But what if you had thought of that? What if you did know that? What if you grew up being told those things your whole life?
At times I’ve felt like, because I’ve “known” those things for so long, been told them so many times, they’ve lost that “first-time wonder” effect. I know – silly, right? God’s truth not having the same staggering effect the more times you hear it? Pshaw.
At those times when I found myself wondering how it would feel to experience those things afresh, I’m reminded that I do. I experience them again and again when, like a sheep, I’ve wandered off and gotten distracted with something and his truth comes and lands in front of me. I can’t help but see it, and it’s beautifully simple.
That’s what I’ve realized (even more than before, though definitely not fully): that the more we hear God’s truth, the more it should and does affect us. The more we are confronted with it, the more effect it has – even though sometimes it doesn’t feel like it at times. It has history behind it then: the history of our choices that brought it about, and what we did with it.

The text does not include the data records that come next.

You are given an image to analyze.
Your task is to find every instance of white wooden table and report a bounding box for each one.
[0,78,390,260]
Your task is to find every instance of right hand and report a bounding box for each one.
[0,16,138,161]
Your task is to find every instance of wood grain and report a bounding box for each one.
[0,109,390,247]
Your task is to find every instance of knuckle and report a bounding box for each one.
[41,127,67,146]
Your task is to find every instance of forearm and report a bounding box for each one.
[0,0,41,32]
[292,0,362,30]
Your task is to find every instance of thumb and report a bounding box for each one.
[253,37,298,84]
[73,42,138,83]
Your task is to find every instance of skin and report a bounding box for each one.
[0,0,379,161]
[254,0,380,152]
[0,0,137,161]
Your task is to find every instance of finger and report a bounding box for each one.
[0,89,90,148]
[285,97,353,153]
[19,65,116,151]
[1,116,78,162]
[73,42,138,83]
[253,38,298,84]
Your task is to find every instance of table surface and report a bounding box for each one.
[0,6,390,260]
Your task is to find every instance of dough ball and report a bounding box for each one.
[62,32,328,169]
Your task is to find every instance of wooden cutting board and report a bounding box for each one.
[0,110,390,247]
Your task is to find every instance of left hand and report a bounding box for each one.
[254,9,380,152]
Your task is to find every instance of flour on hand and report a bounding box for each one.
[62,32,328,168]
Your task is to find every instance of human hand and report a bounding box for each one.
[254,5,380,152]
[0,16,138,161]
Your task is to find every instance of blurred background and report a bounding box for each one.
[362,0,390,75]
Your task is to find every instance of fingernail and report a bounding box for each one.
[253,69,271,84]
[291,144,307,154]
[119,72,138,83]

Recently, I brought myself to voice a thought, a question, that I hadn’t realized I’d been thinking. Once I actually said it aloud, I knew the answer: Do I fear that, when I sin, God won’t be with me that day? That, even though I “know” he’s always with me, does that still count when it’s a mistake I chose, or when it’s a mistake I’ve made way too many times?

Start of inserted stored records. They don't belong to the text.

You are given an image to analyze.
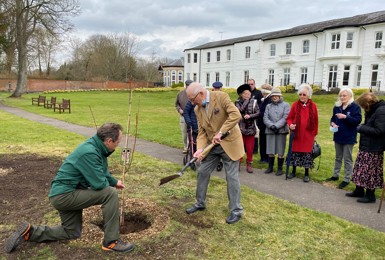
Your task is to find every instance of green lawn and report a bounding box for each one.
[0,91,385,259]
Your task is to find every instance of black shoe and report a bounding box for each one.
[357,196,376,203]
[287,173,297,179]
[5,222,33,253]
[338,181,349,189]
[186,205,206,214]
[102,239,135,253]
[226,213,242,224]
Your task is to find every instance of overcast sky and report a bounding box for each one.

As soon as I asked it of myself, I laughed/cried. Out loud. In disbelief that I could have let myself believe such a lie and in relief and thankfulness that I knew, without a doubt in my mind, the answer: yes, I had been letting myself fear that. But I didn’t have to because the answer to the second part of that question was No! Just because I sin, that doesn’t mean God ditches me. Not over anything. Ever (let me also clarify that I’m not saying there aren’t any consequences for sin – there are, but that doesn’t negate the fact that Jesus still loves us and will never leave us).
This was exactly one of those moments when that “fresh” realization of God’s truth enveloped me – so much so that it felt like it was for the first time again.

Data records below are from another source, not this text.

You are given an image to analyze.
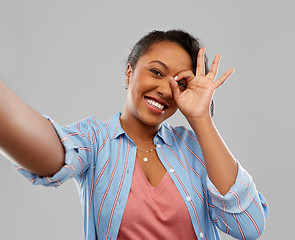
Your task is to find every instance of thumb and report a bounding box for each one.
[169,77,181,100]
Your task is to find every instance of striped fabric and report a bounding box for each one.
[17,113,268,240]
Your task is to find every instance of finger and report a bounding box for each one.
[169,77,181,99]
[214,68,235,88]
[207,54,221,81]
[196,48,205,76]
[174,70,195,81]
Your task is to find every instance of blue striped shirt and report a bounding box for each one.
[18,113,268,240]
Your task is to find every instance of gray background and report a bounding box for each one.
[0,0,295,240]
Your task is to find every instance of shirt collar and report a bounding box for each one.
[106,112,172,146]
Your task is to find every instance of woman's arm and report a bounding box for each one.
[170,48,238,195]
[189,116,238,195]
[0,80,64,176]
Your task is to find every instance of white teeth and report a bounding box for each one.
[146,99,165,110]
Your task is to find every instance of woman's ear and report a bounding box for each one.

Romans 8:35, 38-39 Who shall separate us from the love of Christ? Shall trouble or hardship or persecution or famine or nakedness or danger or sword?…For I am convinced that neither death nor life, neither angels nor demons, neither the present nor the future, nor any powers, neither height nor depth, nor anything else in all creation, will be able to separate us from the love of God that is in Christ Jesus our Lord.
This just made me see those pieces of myself lying around me, once again.
The thing is, every time my vision is filled with those pieces it’s also filled with the person who’s gently picking them up, his hands bearing the evidence of my salvation. He picks those pieces of pottery off the floor and he uses gold and himself to seal the cracks back together, stronger than before. He takes great care in doing so, making sure there are no imperfections – he’s got a knack for that (it’s a skill singularly special to him!). He places it on the mantle above the fireplace and lights the wick inside of it, letting the flame burn bright and cast light around it. And he smiles, sitting back to admire it.
I could have missed this, had I not taken a closer look at myself, had I wanted to keep thinking I was okay, had I been scared to be gobsmacked by the truth that is God’s,
laced draped covered brimming gushing with God’s love.
I could have pretended my pieces weren’t pieces, but with his love, I don’t have to.
“‘Cause I love you, and I promise I always will.
I love you. I promise I always will.
And I chose you. Forever I choose you still.”